I will set you free from the sin that so easily besets you. I will forgive your sins as far as the East is from the West. I will restore you to a right standing with my Father. Allow me to wash your heart with my love. Come to me now. Receive my love, receive my forgiveness, receive my life, receive my presence.
Lord I come to you like David and ask that you “have mercy upon me, according to your loving kindness, according to the multitude of thy tender mercies, blot out my transgressions. Wash me thoroughly from my iniquity and cleanse me from my sins. For I acknowledge my transgressions; and my sin is ever before me” (Ps. 51:1-3).

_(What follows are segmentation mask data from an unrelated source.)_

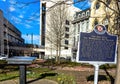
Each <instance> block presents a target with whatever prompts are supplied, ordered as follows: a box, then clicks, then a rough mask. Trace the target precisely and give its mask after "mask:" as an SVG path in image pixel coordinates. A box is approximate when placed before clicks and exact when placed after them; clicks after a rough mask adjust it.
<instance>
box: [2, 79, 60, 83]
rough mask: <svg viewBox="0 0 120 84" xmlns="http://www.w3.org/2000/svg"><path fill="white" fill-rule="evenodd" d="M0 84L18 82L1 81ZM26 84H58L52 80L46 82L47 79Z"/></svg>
mask: <svg viewBox="0 0 120 84" xmlns="http://www.w3.org/2000/svg"><path fill="white" fill-rule="evenodd" d="M0 84H19V81H17V80H8V81H2V82H0ZM27 84H58V83H57V82H55V81H52V80H48V79H40V80H37V81H34V82H31V83H27Z"/></svg>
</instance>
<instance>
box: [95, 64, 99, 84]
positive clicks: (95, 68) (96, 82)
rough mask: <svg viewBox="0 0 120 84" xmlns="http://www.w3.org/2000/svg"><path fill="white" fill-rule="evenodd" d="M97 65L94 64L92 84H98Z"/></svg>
mask: <svg viewBox="0 0 120 84" xmlns="http://www.w3.org/2000/svg"><path fill="white" fill-rule="evenodd" d="M99 66H100V65H99V64H94V67H95V71H94V84H98V72H99Z"/></svg>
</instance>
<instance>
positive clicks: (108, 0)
mask: <svg viewBox="0 0 120 84" xmlns="http://www.w3.org/2000/svg"><path fill="white" fill-rule="evenodd" d="M110 3H111V0H106V4H107V5H110ZM100 5H101V4H100V2H97V3H96V6H95V8H96V9H99V8H100Z"/></svg>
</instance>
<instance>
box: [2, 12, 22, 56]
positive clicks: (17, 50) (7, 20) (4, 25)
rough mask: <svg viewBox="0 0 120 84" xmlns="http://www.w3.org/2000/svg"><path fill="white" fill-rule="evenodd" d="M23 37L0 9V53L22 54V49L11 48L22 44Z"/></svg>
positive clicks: (17, 29)
mask: <svg viewBox="0 0 120 84" xmlns="http://www.w3.org/2000/svg"><path fill="white" fill-rule="evenodd" d="M23 44H24V39H23V38H22V37H21V32H20V31H19V30H18V29H17V28H16V27H15V26H14V25H13V24H11V23H10V22H9V21H8V20H7V19H6V18H5V17H4V16H3V12H2V11H1V10H0V54H6V55H8V56H12V55H18V54H20V53H21V54H22V52H23V51H22V50H21V51H18V50H15V49H12V48H11V47H14V46H22V45H23Z"/></svg>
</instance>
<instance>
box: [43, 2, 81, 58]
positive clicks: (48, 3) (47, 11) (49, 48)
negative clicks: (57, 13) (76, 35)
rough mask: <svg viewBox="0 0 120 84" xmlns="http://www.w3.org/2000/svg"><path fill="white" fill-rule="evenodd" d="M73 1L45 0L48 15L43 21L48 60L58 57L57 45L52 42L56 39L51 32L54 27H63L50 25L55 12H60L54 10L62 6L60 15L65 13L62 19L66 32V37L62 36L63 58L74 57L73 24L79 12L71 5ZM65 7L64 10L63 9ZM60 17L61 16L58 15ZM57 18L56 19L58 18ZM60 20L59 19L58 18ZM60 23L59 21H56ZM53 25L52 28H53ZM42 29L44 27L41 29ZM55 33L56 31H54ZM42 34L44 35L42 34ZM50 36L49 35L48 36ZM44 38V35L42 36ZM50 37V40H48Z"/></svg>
mask: <svg viewBox="0 0 120 84" xmlns="http://www.w3.org/2000/svg"><path fill="white" fill-rule="evenodd" d="M70 1H71V0H68V1H65V0H50V1H46V2H45V0H44V2H43V4H44V5H45V6H46V9H45V11H46V13H44V15H45V16H46V17H45V18H44V20H43V19H42V21H44V22H45V24H44V28H43V29H44V30H45V32H44V35H45V38H44V41H45V44H44V45H43V46H44V47H45V56H46V57H47V58H48V57H49V58H51V57H55V56H56V51H57V50H56V49H55V46H54V45H55V44H54V42H50V39H53V38H55V37H54V36H52V34H53V33H51V32H49V31H50V30H51V28H52V26H61V25H58V24H57V25H56V24H50V23H52V20H53V18H55V15H54V13H53V12H56V13H57V11H58V10H59V9H58V10H56V11H55V10H54V9H55V8H56V7H58V6H61V8H62V10H60V11H59V13H63V12H64V11H65V12H64V14H63V15H61V18H63V19H62V27H61V28H62V29H63V32H64V35H62V37H63V38H62V40H61V46H62V47H61V48H60V51H61V55H60V56H61V57H64V58H67V57H71V56H72V45H73V30H74V28H73V25H72V22H71V21H73V19H74V18H73V15H74V13H75V12H76V11H78V10H79V9H78V8H75V7H74V6H73V5H71V4H70ZM63 6H64V8H63ZM65 13H66V14H65ZM51 14H53V16H51ZM57 16H59V15H57ZM57 16H56V17H57ZM57 19H59V18H57ZM56 21H59V20H56ZM41 24H42V25H43V23H42V22H41ZM51 25H52V26H51ZM41 28H42V27H41ZM52 32H54V31H52ZM41 34H42V33H41ZM48 34H49V35H48ZM41 36H43V35H41ZM48 37H50V38H49V40H48Z"/></svg>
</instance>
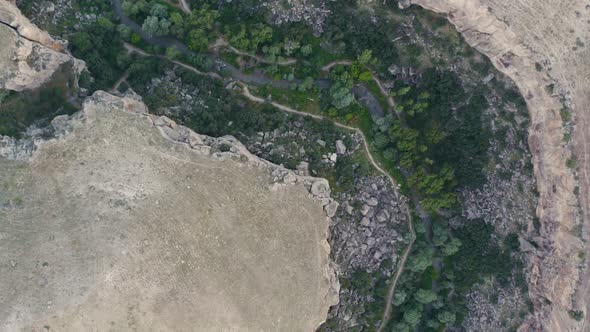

I thank you, Lord, that the sacrifices you accept are ”a broken spirit and a broken and contrite heart” (v. 17). “Cast me not away from thy presence and take not thy Holy Spirit from me. Restore unto me the joy of thy salvation and uphold me with thy free spirit. Then will I teach transgressors thy ways and sinners shall be converted unto thee” (v. 11-13).
“Create in me a clean heart O God, and renew a right spirit with in me” (Ps. 51: 10).
“A new heart also will I give you, and a new spirit will I put within you; and I will take away the stony heart out of your flesh, and I will give you a heart of flesh. And I will put my spirit within you and cause you to walk in my statutes, and ye shall keep my judgments and do them” (Ezek. 36:26-27).
“Let us draw near with a true heart in full assurance of faith having our hearts sprinkled from an evil conscience and our bodies washed with pure water” (Heb. 10:22).
“But if we walk in the light, as he is in the light, we have fellowship one with another, and the blood of Jesus Christ his Son cleanseth us from all sin” (I Jn. 1:7).